Friday, November 5, 2010

Fall Happenings

For the most of this fall, or at least it has felt like, I have been spending many evenings inside working on algebra problems, and remembering the rules of geometry. I ran a pen out of ink and filled a whole notebook up with my practice.  I learned what hirsute means. All of this tedium came to an end last week with a successful run at the GRE. I promptly celebrated with a Nopales burrito at a Mexican to-go stand attached to a tiny convenience store that had been beckoning to me on the ride into my parent's house for awhile now.

Now I can get back to tending projects that have been neglected, here is what I have been up to in the mean time. 

,A delicious kitchen experiment using lye to make traditional German pretzels.

 This apple weighed more than a pound. A light afternoon snack for Angel.

 Two of my most recent baking endeavors. The pumpkin caramels were a mix of salty and sweet, a welcome addition to the vast realm of pumpkin goods. Underneath are a new favorite cookie - one made with spent grain from beer brewing.
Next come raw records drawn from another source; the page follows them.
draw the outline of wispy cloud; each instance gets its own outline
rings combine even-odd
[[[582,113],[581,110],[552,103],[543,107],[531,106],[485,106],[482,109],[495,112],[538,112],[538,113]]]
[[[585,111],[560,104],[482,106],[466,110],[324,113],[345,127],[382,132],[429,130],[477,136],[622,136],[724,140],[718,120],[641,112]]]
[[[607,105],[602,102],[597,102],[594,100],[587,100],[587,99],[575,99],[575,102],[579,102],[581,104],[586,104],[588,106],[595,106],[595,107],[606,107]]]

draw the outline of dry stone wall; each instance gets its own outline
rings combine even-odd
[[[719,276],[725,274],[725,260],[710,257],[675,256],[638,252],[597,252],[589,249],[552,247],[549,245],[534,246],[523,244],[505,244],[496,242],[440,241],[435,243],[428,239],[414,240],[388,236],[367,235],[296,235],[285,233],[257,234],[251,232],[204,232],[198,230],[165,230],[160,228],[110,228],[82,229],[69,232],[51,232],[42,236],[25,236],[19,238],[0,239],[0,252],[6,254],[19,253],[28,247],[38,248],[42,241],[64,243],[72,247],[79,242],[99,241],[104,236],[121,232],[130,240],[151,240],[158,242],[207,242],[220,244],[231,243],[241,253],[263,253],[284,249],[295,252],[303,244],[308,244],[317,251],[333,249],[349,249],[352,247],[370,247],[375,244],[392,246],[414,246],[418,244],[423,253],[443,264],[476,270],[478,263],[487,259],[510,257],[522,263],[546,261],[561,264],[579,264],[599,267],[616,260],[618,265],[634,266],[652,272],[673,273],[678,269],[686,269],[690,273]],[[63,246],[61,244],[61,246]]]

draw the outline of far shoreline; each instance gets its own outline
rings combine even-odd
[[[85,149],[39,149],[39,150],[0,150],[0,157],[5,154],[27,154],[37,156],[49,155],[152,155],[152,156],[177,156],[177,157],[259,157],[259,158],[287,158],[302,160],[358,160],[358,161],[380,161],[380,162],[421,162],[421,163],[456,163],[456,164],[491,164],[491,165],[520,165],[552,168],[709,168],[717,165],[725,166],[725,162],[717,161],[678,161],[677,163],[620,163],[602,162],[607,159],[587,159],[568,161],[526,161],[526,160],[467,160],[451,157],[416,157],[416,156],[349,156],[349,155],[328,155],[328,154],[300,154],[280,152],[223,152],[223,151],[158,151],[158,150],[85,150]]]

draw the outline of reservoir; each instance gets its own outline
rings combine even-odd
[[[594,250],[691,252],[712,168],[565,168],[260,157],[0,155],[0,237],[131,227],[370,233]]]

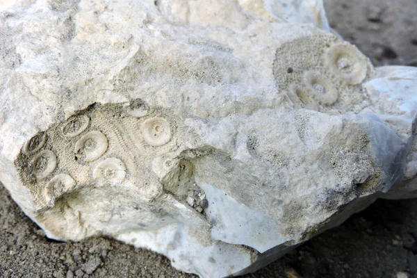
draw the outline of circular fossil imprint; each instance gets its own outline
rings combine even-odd
[[[171,140],[171,126],[164,118],[148,119],[142,124],[141,129],[145,140],[152,146],[162,146]]]
[[[98,131],[90,131],[75,143],[76,160],[85,162],[95,161],[101,156],[108,147],[107,138]]]
[[[124,163],[115,158],[107,158],[100,162],[92,172],[94,179],[112,186],[120,184],[125,177]]]
[[[306,90],[296,84],[290,86],[288,97],[294,106],[299,108],[318,110],[318,106],[314,99],[311,97]]]
[[[53,199],[60,196],[74,188],[76,182],[71,176],[67,174],[58,174],[54,177],[44,189],[45,201],[49,203]]]
[[[24,145],[23,152],[28,156],[35,154],[40,150],[47,141],[47,134],[40,132],[32,137]]]
[[[366,58],[350,43],[338,43],[330,47],[324,58],[325,64],[348,84],[359,84],[366,77]]]
[[[70,117],[61,127],[65,136],[75,137],[84,131],[90,124],[90,117],[85,115],[77,115]]]
[[[332,105],[337,101],[338,97],[337,90],[329,79],[319,72],[306,72],[304,75],[304,81],[313,97],[318,102]]]
[[[36,179],[42,179],[56,168],[56,156],[52,151],[42,151],[32,160],[31,164],[32,173]]]

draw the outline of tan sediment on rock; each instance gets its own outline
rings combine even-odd
[[[33,5],[10,8],[35,39],[0,68],[0,180],[51,238],[225,277],[417,190],[417,70],[374,69],[320,1]]]

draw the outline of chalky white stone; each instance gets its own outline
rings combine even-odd
[[[320,0],[17,0],[0,33],[0,181],[51,238],[222,277],[417,196],[417,69]]]

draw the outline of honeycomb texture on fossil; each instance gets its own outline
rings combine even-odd
[[[17,0],[0,33],[0,181],[51,238],[227,277],[417,195],[417,69],[320,0]]]

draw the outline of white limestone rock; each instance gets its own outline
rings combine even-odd
[[[417,195],[417,69],[321,1],[6,1],[0,34],[0,181],[51,238],[238,275]]]

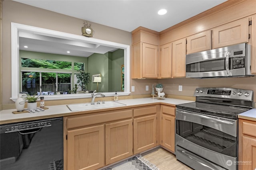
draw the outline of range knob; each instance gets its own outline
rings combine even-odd
[[[248,97],[249,96],[249,95],[250,95],[250,94],[248,92],[246,92],[245,93],[244,93],[244,96],[245,96],[246,97]]]

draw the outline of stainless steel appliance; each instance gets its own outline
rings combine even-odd
[[[63,169],[63,118],[0,126],[0,169]]]
[[[186,77],[254,76],[251,74],[251,48],[242,43],[186,55]]]
[[[202,88],[195,96],[176,105],[176,158],[196,170],[237,169],[237,115],[252,108],[253,91]]]

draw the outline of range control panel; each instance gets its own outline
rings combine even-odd
[[[233,88],[196,88],[194,95],[196,96],[215,97],[249,101],[253,100],[253,91]]]
[[[0,126],[1,133],[24,131],[33,129],[51,126],[50,121],[38,121],[11,125],[3,125]]]

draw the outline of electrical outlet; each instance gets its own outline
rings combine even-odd
[[[135,87],[134,86],[132,86],[132,92],[134,92],[134,91]]]
[[[182,91],[182,85],[179,85],[179,91],[181,92]]]

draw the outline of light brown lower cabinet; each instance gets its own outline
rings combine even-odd
[[[133,155],[132,119],[106,125],[106,165]]]
[[[68,170],[95,170],[104,166],[104,126],[68,131]]]
[[[156,147],[156,115],[134,118],[134,154]]]
[[[240,170],[256,169],[256,121],[239,119],[238,165]]]
[[[162,145],[174,153],[175,151],[175,117],[164,114],[162,116]]]
[[[174,153],[175,145],[175,107],[161,106],[162,130],[161,145]]]

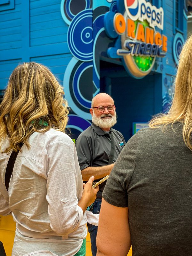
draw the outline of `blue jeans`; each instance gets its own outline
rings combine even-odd
[[[99,214],[101,208],[101,198],[100,200],[98,198],[96,199],[93,203],[93,207],[92,210],[91,211],[94,214],[98,213]],[[97,200],[99,201],[97,201]],[[98,226],[91,224],[87,223],[88,231],[90,233],[91,242],[91,251],[93,256],[96,256],[97,254],[97,245],[96,245],[96,237],[97,234]]]

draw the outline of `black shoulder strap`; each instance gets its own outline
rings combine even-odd
[[[111,143],[111,152],[110,152],[110,156],[109,160],[109,164],[111,164],[113,163],[113,160],[114,154],[115,154],[115,141],[112,132],[111,131],[110,134]]]
[[[20,148],[21,148],[23,145],[23,143],[20,143],[19,144]],[[7,165],[6,171],[5,171],[5,184],[7,191],[9,191],[9,185],[11,175],[13,172],[15,162],[19,153],[19,150],[18,150],[17,152],[13,150],[12,151]]]

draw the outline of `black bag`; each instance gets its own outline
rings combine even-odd
[[[20,143],[19,144],[19,146],[20,148],[23,145],[23,143]],[[19,150],[18,150],[17,152],[15,151],[12,151],[11,154],[9,159],[8,161],[7,165],[7,168],[6,168],[6,171],[5,171],[5,187],[7,191],[9,191],[9,182],[10,182],[10,180],[11,177],[11,175],[13,172],[13,167],[14,164],[15,164],[15,162],[17,158],[17,156],[19,153]],[[0,256],[1,256],[0,254]]]
[[[3,243],[0,241],[0,256],[6,256]]]

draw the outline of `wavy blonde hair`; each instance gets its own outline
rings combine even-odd
[[[167,114],[162,114],[150,121],[149,126],[156,128],[176,122],[183,124],[183,137],[187,146],[192,150],[192,36],[183,46],[180,56],[175,81],[175,96]]]
[[[64,132],[68,121],[67,102],[62,87],[43,65],[26,62],[12,74],[0,105],[0,148],[6,138],[10,144],[4,152],[30,145],[27,140],[35,131],[44,132],[51,127]],[[42,119],[47,126],[39,124]],[[29,127],[31,127],[29,130]]]

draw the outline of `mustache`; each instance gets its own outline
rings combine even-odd
[[[113,116],[111,114],[103,114],[100,116],[100,117],[112,117]]]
My coworker has a larger than average brewing operation and will boil up to 20 pounds of barley for a brew. After boiling the barley the wort (boiling liquid) is drained off to be made into beer, and the spent grain is left behind. He gladly donated the spent grain  for me to experiment with in bread and other baked goods. If you don't have spent grain, oats or any other grain could work well in the cookies.

Spent Grain Cookies

1 c flour
1/2 c barley flour
1 tsp baking soda
1 tsp cinnamon
1 tsp nutmeg
1 stick unsalted butter at room temperature
1 1/2 c light brown sugar
2 eggs
1 tsp vanilla
1 tbsp molasses
1 tsp kosher salt
1 c rolled oats
1 c toasted spent grain
1 c toasted, roughly chopped hazelnuts
3 oz. roughly chopped dark chocolate

Preheat oven to 350 degrees. In a mixer beat butter until light and fluffy. Add sugars, vanilla, molasses and salt and beat until well combined, a few minutes. Add eggs to combine. In another bowl mix the flours, baking soda, and spices. Add the flour mixture to the butter in two parts, combining completely between additions. As soon as the flour is combined, add in the oats, grain, hazelnuts, and chocolate. Mix until all additions are distributed evenly. Drop onto a baking sheet with parchment, and sprinkle the tops with demerara sugar. Bake 10-12 minutes, and cool on a rack.